CWE-76 Improper Neutralization of Special Elements
What this means
SiteShadow flagged input containing "special elements" (characters or sequences) that can change how another system interprets the input—often bypassing validation. Examples include ../, %2f, \0, quotes, wildcards, or control characters.
Why it matters
Special elements can alter parsing or execution.
- Traversal/escaping: special sequences can break out of intended directories or selectors.
- Injection bypass: special characters change the meaning of queries/filters (LDAP/XPath/SQL) or commands.
- Security control bypass when validators don't account for alternative encodings or equivalent representations.
Safer examples
1) Canonicalize then validate (decode once, normalize once)
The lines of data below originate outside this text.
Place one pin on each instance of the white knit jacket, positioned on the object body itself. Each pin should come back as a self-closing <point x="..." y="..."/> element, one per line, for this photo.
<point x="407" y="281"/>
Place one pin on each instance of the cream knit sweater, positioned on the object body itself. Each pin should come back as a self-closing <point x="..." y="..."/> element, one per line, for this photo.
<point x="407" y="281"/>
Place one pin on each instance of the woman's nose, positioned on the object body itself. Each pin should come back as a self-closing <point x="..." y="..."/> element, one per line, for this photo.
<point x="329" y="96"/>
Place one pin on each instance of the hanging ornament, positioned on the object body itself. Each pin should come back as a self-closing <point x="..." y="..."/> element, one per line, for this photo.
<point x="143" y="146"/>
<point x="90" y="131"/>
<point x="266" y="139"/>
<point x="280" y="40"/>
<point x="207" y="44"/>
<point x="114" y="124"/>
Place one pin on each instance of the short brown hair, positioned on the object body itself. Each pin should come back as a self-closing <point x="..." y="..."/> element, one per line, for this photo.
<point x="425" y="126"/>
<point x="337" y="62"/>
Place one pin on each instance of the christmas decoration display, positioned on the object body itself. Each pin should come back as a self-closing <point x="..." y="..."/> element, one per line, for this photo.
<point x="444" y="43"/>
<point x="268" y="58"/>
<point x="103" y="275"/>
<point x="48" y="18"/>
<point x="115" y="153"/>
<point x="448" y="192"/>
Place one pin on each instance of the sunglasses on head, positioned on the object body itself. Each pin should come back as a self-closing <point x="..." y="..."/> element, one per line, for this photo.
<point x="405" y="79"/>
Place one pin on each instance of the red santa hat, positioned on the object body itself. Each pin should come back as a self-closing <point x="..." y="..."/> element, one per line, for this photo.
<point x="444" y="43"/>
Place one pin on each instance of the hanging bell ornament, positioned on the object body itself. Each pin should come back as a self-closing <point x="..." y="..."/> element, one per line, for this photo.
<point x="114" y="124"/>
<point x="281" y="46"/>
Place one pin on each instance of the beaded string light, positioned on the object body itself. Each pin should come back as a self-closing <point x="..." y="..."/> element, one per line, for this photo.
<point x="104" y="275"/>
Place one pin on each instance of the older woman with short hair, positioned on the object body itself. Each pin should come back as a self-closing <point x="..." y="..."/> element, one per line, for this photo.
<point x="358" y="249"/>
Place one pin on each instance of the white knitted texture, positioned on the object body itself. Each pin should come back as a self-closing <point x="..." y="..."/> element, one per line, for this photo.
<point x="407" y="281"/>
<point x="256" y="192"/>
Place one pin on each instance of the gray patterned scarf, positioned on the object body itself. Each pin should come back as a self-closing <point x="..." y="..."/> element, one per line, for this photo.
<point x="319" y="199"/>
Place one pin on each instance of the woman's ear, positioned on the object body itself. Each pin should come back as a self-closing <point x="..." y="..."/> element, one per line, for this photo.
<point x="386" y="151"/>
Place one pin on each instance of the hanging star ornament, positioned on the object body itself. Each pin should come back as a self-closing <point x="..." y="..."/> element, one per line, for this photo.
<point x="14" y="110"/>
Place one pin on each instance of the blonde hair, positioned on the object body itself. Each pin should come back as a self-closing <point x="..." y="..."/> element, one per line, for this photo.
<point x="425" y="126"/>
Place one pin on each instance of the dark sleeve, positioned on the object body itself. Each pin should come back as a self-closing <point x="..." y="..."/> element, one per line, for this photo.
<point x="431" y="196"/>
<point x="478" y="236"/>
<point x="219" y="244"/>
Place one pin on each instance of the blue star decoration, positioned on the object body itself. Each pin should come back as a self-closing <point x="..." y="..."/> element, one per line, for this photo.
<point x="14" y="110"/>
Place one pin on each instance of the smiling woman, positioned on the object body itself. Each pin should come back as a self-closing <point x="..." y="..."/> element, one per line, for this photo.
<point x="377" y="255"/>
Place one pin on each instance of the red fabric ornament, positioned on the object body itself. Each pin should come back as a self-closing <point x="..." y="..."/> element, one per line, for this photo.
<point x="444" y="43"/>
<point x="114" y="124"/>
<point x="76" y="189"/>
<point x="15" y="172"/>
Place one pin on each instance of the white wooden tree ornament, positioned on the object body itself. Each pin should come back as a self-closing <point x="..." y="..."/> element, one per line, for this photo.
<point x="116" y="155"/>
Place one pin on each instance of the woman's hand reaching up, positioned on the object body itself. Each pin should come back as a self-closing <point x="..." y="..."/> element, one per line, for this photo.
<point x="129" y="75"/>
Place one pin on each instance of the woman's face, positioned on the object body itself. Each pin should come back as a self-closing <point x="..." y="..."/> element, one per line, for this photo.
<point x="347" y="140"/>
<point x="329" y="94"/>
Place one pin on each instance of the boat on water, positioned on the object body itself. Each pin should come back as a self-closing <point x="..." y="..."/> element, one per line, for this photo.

Decode/normalize at the boundary and validate the canonical form (see CWE-116 / CWE-436).
2) Prefer allowlists for identifiers
import re
if not re.fullmatch(r"[a-zA-Z0-9_.-]{1,64}", name):
raise ValueError("Invalid name")
3) Don't "sanitize for everything"
Escaping rules are context-specific (HTML vs SQL vs LDAP vs XPath). Use the right encoder/escaping for the sink rather than a one-size-fits-all sanitizer.
How SiteShadow detects it (high level)
- Flags suspicious special sequences and control characters in security-sensitive flows (paths, queries, headers, redirects).
- Detects validation that happens before canonicalization/decoding and highlights bypass risk.